Не нищая. Не пустая. Но унизительная именно в своей «достаточности». Узкая кровать у стены. Маленький стол. Шкаф. Низкое окно с решеткой, выходящее не в сад, а на каменную подпорную стену и полоску земли, где росли сорняки. На полу старый ковер, выцветший, но не дешевый. На стене — след от картины, которую сняли. В углу — медная миска на подставке, давно вычищенная до блеска, как музейный предмет, которому придали вид приличия. Здесь не держали Зарему в грязи. Ее не бросили на солому. Ей дали кровать, стол, ковер, окно, воду. Ей оставили достаточно удобств, чтобы потом можно было сказать: с ней обращались достойно.
Но это не была комната жены.
Не была комната гостьи.
Не была даже комната служанки, у которой хотя бы есть понятная роль и право ходить по дому.

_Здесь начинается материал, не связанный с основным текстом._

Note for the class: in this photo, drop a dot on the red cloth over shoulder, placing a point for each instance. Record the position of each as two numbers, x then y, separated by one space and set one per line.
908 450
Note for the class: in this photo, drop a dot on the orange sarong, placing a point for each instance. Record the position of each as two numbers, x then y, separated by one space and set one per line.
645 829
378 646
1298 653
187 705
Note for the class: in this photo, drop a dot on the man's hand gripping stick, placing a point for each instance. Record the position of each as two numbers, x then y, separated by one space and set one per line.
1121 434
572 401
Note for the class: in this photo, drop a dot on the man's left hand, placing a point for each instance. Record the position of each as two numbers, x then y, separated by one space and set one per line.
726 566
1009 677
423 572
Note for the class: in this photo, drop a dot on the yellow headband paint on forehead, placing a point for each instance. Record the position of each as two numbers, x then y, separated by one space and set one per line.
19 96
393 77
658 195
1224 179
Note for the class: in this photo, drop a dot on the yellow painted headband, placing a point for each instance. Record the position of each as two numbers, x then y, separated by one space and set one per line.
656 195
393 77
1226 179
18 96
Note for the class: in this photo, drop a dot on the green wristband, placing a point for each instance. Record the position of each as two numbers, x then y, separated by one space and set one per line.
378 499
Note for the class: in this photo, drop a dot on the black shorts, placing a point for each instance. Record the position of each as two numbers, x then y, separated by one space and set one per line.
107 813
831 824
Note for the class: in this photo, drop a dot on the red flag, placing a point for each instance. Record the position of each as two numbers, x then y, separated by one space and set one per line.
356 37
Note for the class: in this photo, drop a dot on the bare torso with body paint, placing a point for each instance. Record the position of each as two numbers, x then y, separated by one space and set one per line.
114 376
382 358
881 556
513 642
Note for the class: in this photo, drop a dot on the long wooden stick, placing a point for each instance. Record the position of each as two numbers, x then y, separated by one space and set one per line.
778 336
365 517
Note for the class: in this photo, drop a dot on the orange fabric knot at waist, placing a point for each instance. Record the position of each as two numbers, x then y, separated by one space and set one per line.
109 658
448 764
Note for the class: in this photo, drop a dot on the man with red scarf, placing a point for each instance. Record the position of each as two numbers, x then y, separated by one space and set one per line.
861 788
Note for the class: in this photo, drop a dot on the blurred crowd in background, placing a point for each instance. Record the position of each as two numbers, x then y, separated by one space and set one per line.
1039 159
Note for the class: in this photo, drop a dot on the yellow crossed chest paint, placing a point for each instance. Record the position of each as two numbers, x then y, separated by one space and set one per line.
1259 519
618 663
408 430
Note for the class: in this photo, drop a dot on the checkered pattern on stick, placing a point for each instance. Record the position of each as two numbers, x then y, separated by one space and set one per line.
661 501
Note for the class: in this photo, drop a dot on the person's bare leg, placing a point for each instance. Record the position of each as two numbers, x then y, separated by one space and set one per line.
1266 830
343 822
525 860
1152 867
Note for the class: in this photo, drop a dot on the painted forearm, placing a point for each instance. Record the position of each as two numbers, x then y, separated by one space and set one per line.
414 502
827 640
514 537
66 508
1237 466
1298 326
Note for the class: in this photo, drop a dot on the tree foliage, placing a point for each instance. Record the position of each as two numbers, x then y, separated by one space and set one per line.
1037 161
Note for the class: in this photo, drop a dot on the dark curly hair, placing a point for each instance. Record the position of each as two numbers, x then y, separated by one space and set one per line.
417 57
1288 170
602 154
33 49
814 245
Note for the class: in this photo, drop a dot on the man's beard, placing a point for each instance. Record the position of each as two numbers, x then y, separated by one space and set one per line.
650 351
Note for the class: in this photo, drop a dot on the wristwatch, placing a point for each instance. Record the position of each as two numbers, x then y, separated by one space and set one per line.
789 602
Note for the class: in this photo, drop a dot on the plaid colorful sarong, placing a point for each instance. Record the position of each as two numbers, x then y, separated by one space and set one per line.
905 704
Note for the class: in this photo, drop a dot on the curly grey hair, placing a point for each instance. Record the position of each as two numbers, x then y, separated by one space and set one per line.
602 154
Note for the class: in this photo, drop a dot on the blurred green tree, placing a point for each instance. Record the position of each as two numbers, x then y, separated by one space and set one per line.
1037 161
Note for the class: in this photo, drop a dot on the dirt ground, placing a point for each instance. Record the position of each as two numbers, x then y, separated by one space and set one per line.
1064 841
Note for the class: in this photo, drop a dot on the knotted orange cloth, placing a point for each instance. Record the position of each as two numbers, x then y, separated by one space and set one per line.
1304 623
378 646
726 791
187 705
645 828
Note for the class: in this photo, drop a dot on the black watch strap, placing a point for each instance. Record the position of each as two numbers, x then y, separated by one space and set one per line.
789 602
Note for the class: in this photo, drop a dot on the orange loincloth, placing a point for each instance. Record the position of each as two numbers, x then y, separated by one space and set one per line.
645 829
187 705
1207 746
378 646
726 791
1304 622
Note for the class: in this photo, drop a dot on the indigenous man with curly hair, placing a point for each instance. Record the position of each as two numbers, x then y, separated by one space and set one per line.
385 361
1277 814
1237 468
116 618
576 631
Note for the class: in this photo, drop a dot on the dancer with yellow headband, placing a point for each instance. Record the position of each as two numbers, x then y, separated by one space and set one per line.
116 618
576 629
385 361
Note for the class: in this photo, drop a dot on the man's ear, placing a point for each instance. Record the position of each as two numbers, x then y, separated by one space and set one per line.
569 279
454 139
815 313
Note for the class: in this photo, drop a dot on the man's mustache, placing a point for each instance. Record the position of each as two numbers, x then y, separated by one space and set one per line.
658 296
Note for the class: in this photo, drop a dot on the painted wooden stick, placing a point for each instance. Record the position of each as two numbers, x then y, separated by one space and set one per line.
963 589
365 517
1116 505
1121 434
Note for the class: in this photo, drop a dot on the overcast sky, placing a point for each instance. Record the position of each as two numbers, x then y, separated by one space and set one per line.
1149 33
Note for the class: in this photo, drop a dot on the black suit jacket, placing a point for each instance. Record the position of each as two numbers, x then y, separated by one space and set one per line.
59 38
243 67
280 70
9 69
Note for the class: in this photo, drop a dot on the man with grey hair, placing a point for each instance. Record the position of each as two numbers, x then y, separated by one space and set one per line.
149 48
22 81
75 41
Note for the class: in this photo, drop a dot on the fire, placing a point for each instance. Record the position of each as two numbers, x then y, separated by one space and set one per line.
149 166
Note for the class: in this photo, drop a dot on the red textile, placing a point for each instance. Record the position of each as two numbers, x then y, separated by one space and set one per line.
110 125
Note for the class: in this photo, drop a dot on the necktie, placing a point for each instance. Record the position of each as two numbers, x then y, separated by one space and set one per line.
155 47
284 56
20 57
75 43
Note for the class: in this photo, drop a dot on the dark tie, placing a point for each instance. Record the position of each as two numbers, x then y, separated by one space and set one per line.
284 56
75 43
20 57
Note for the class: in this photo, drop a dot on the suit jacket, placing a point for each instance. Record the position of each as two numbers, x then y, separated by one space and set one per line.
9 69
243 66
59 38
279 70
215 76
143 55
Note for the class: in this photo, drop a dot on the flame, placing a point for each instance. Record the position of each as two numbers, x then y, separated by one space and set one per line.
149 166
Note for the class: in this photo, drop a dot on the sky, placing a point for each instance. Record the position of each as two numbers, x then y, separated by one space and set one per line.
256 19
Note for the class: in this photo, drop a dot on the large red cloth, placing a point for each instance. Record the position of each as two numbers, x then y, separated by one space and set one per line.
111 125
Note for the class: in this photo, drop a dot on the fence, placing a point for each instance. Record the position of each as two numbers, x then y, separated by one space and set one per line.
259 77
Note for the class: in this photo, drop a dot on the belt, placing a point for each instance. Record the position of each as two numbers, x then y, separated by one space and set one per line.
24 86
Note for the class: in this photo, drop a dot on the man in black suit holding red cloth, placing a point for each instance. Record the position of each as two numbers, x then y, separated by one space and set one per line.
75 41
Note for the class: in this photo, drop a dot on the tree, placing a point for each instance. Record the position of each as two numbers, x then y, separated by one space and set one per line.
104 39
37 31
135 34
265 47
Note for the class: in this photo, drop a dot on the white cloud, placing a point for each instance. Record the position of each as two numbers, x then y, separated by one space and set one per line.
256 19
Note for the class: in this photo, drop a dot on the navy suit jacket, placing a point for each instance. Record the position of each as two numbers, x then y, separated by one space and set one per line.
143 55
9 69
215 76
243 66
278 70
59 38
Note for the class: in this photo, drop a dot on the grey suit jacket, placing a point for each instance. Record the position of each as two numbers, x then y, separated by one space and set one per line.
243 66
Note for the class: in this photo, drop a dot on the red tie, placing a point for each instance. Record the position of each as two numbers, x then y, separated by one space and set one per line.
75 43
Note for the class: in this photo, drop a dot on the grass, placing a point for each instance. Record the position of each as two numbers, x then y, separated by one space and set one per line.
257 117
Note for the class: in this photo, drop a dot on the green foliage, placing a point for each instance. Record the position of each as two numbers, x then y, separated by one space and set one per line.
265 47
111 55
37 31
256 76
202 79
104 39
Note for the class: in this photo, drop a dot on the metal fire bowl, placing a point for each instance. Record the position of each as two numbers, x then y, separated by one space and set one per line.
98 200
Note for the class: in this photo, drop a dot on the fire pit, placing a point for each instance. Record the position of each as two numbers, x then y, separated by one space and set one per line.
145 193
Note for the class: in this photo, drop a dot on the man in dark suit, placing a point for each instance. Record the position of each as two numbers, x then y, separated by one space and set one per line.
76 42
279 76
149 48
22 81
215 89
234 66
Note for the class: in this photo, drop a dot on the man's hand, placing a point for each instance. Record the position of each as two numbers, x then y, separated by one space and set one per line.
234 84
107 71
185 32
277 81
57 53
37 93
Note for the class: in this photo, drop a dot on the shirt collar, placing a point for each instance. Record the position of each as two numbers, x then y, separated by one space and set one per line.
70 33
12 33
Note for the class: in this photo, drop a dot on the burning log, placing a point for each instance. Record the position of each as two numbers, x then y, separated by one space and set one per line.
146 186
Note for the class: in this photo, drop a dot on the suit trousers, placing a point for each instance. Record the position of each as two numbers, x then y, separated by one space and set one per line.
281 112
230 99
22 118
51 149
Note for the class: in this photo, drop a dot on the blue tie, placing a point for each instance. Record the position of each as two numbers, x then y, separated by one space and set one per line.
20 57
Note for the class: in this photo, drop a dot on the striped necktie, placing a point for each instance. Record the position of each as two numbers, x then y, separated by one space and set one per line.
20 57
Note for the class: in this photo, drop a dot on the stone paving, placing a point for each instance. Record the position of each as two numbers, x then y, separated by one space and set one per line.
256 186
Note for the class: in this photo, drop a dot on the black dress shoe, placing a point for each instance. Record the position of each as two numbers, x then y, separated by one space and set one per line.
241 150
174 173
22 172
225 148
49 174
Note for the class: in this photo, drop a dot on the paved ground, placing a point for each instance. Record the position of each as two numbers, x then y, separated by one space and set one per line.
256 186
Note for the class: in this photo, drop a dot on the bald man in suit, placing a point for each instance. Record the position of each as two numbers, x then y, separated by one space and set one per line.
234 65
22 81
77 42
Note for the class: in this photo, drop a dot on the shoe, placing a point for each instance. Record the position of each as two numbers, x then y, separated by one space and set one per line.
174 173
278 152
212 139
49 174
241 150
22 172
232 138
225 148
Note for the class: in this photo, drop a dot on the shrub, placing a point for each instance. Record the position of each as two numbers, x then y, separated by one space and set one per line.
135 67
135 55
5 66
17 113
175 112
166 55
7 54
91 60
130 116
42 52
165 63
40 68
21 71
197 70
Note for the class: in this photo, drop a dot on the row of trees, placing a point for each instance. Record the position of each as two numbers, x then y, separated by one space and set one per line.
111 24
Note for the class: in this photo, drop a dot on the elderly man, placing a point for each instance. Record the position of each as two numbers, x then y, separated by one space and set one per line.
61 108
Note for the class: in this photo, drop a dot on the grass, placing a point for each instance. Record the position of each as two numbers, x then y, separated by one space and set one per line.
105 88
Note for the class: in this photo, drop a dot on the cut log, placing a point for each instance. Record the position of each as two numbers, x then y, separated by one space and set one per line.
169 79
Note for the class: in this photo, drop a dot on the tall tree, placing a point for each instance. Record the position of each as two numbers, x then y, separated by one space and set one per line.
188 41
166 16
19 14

Это было место для женщины, которой не придумали имени.
Алия подошла к окну. Решетка была тонкой, декоративной, но всё равно решеткой. За ней — стена. Даже если открыть окно, увидеть можно было только камень и узкую полоску неба сверху. Она представила Зарему здесь. Молодую. Горделивую. С ребенком на руках. Слышит сверху шаги законной жены? Слышит голоса семьи Кемаля? Слышит смех где-то в саду? И понимает: она в доме мужчины, который назвал ее женой, но не сделал ее видимой.
— Она жила здесь? — спросила Алия.
Голос прозвучал глухо.
— Мадина говорила, что сначала здесь, потом ее переводили в другую комнату, потом увезли, потом она вернулась. Я не знаю точно. В доме об этом говорили так, будто стены могут донести.
— Это не комната.
— А что?
Алия провела рукой по подоконнику. Пыль была свежевытертая. Кто-то готовил это место к ее приходу? Или здесь всегда поддерживали порядок, как поддерживают порядок на могиле, куда никто не приносит цветов?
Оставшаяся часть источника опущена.